Il existe un règlement en vertu de la Loi, soit le Règlement sur l’amélioration des cours d’eau internationaux, adopté par décret en 1955 et modifié en 1987 ainsi qu’en 1993.

Le Règlement prévoit deux cas d’exclusion de l’application de la Loi : lorsque l’ouvrage entraîne des effets négligeables sur le débit et le niveau des cours d’eau à la frontière entre le Canada et les États-Unis, c’est-à-dire un effet de moins de trois centimètres sur le niveau d’eau et un effet de moins de 0,3 mètre cube par seconde sur le débit de l’eau, ou lorsque l’amélioration est de nature temporaire et que son utilisation ne dépassera pas une période de deux ans. Quand un projet est exclu de l’application de la Loi, le promoteur est tenu d’en informer le ministre par écrit et de lui fournir les renseignements précis exigés en vertu du Règlement.

Activité 2011

En 2011, aucun permis n’a été octroyé en vertu du Règlement sur l’amélioration des cours d’eau internationaux. Le Ministre a reçu deux avis officiels accompagnés des documents requis en vertu du Règlement, d’AltaGas Renewable Energy Inc., selon lesquels le projet McLymont Creek et le projet Volcano Creek sont exemptés de l’application de la Loi.

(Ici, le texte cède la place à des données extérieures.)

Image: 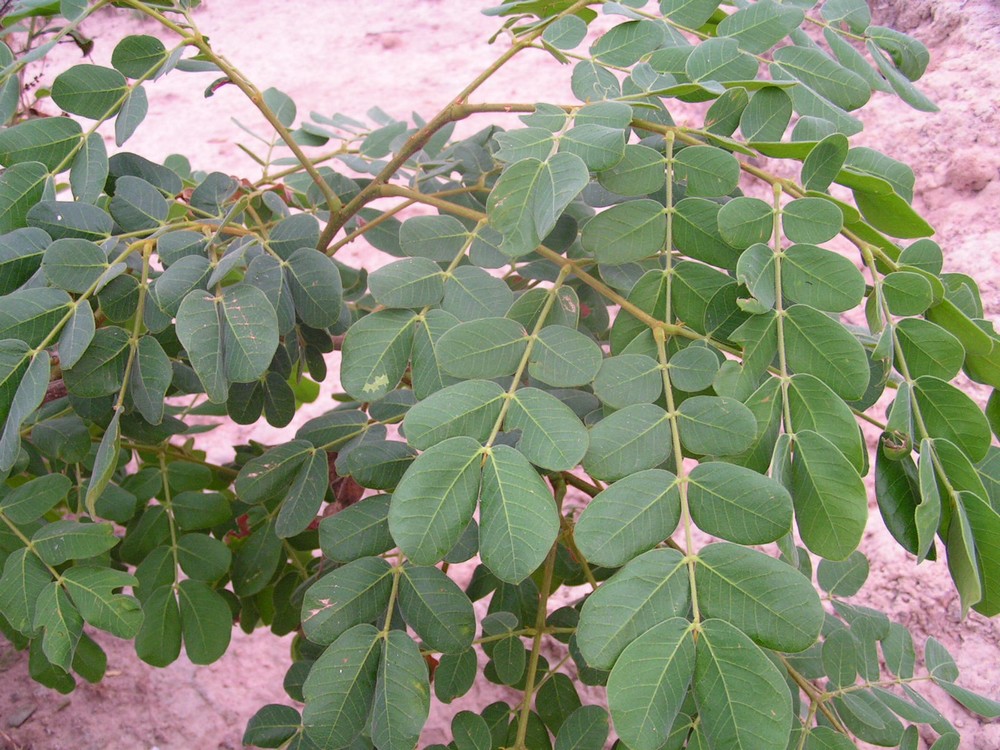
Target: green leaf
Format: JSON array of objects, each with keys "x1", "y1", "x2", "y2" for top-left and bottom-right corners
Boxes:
[
  {"x1": 913, "y1": 375, "x2": 992, "y2": 461},
  {"x1": 674, "y1": 145, "x2": 740, "y2": 197},
  {"x1": 608, "y1": 617, "x2": 695, "y2": 750},
  {"x1": 792, "y1": 430, "x2": 868, "y2": 560},
  {"x1": 781, "y1": 197, "x2": 844, "y2": 243},
  {"x1": 368, "y1": 258, "x2": 444, "y2": 308},
  {"x1": 717, "y1": 0, "x2": 805, "y2": 54},
  {"x1": 543, "y1": 708, "x2": 609, "y2": 750},
  {"x1": 302, "y1": 557, "x2": 393, "y2": 645},
  {"x1": 403, "y1": 380, "x2": 504, "y2": 450},
  {"x1": 740, "y1": 86, "x2": 792, "y2": 142},
  {"x1": 42, "y1": 238, "x2": 108, "y2": 293},
  {"x1": 441, "y1": 266, "x2": 514, "y2": 321},
  {"x1": 694, "y1": 620, "x2": 798, "y2": 750},
  {"x1": 581, "y1": 200, "x2": 667, "y2": 265},
  {"x1": 128, "y1": 336, "x2": 174, "y2": 424},
  {"x1": 0, "y1": 348, "x2": 48, "y2": 472},
  {"x1": 786, "y1": 375, "x2": 867, "y2": 474},
  {"x1": 319, "y1": 495, "x2": 395, "y2": 562},
  {"x1": 340, "y1": 310, "x2": 415, "y2": 401},
  {"x1": 688, "y1": 461, "x2": 792, "y2": 544},
  {"x1": 0, "y1": 288, "x2": 70, "y2": 348},
  {"x1": 781, "y1": 245, "x2": 865, "y2": 312},
  {"x1": 0, "y1": 166, "x2": 49, "y2": 239},
  {"x1": 784, "y1": 305, "x2": 870, "y2": 399},
  {"x1": 0, "y1": 117, "x2": 83, "y2": 172},
  {"x1": 235, "y1": 440, "x2": 313, "y2": 504},
  {"x1": 660, "y1": 0, "x2": 719, "y2": 29},
  {"x1": 854, "y1": 190, "x2": 934, "y2": 239},
  {"x1": 528, "y1": 325, "x2": 603, "y2": 388},
  {"x1": 594, "y1": 350, "x2": 664, "y2": 409},
  {"x1": 684, "y1": 37, "x2": 758, "y2": 83},
  {"x1": 789, "y1": 134, "x2": 850, "y2": 195},
  {"x1": 479, "y1": 445, "x2": 559, "y2": 583},
  {"x1": 597, "y1": 143, "x2": 664, "y2": 197},
  {"x1": 285, "y1": 247, "x2": 343, "y2": 328},
  {"x1": 135, "y1": 585, "x2": 181, "y2": 667},
  {"x1": 695, "y1": 542, "x2": 824, "y2": 653},
  {"x1": 576, "y1": 549, "x2": 691, "y2": 669},
  {"x1": 62, "y1": 568, "x2": 143, "y2": 641},
  {"x1": 512, "y1": 388, "x2": 589, "y2": 471},
  {"x1": 85, "y1": 409, "x2": 122, "y2": 516},
  {"x1": 302, "y1": 624, "x2": 382, "y2": 747},
  {"x1": 677, "y1": 396, "x2": 757, "y2": 456},
  {"x1": 177, "y1": 534, "x2": 233, "y2": 583},
  {"x1": 437, "y1": 318, "x2": 528, "y2": 379},
  {"x1": 69, "y1": 133, "x2": 108, "y2": 203},
  {"x1": 274, "y1": 451, "x2": 330, "y2": 539},
  {"x1": 0, "y1": 474, "x2": 73, "y2": 526},
  {"x1": 371, "y1": 630, "x2": 431, "y2": 750},
  {"x1": 177, "y1": 289, "x2": 229, "y2": 403},
  {"x1": 486, "y1": 153, "x2": 590, "y2": 258},
  {"x1": 31, "y1": 519, "x2": 120, "y2": 565},
  {"x1": 108, "y1": 175, "x2": 170, "y2": 232},
  {"x1": 774, "y1": 46, "x2": 871, "y2": 111},
  {"x1": 111, "y1": 34, "x2": 167, "y2": 78},
  {"x1": 389, "y1": 436, "x2": 482, "y2": 565},
  {"x1": 35, "y1": 581, "x2": 83, "y2": 672},
  {"x1": 434, "y1": 648, "x2": 479, "y2": 703},
  {"x1": 399, "y1": 566, "x2": 476, "y2": 654},
  {"x1": 583, "y1": 404, "x2": 670, "y2": 481},
  {"x1": 115, "y1": 86, "x2": 149, "y2": 146},
  {"x1": 718, "y1": 197, "x2": 774, "y2": 248},
  {"x1": 573, "y1": 469, "x2": 681, "y2": 568},
  {"x1": 399, "y1": 216, "x2": 469, "y2": 263},
  {"x1": 564, "y1": 125, "x2": 624, "y2": 172},
  {"x1": 52, "y1": 65, "x2": 128, "y2": 120},
  {"x1": 243, "y1": 703, "x2": 302, "y2": 747}
]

Les projets McLymont Creek et Volcano Creek sont des centrales hydroélectriques au fil de l’eau qui seront construites sur les ruisseaux McLymont et Volcano respectivement. Les centrales se situent dans le bassin hydrologique de la rivière Iskut, affluent principal de la rivière Stikine, rivière internationale située dans le nord-ouest de la Colombie-Britannique. Chacun des deux projets consiste en la construction d’un petit barrage et d’une structure de dérivation, en plus d’une centrale électrique. Les centrales électriques ont une capacité d’environ 66 et 18 mégawatts, respectivement, pour les projets McLymont Creek et Volcano Creek. Aucun des deux projets ne présente un grand potentiel de retenue découlant de son barrage; c’est pourquoi les répercussions sur les débits et les niveaux de la rivière Stikine seront négligeables à la frontière Canada–États-Unis, comme il est défini dans le Règlement. Dans sa réponse au promoteur, le Ministre a convenu d’exclure les projets de l’application de la Loi.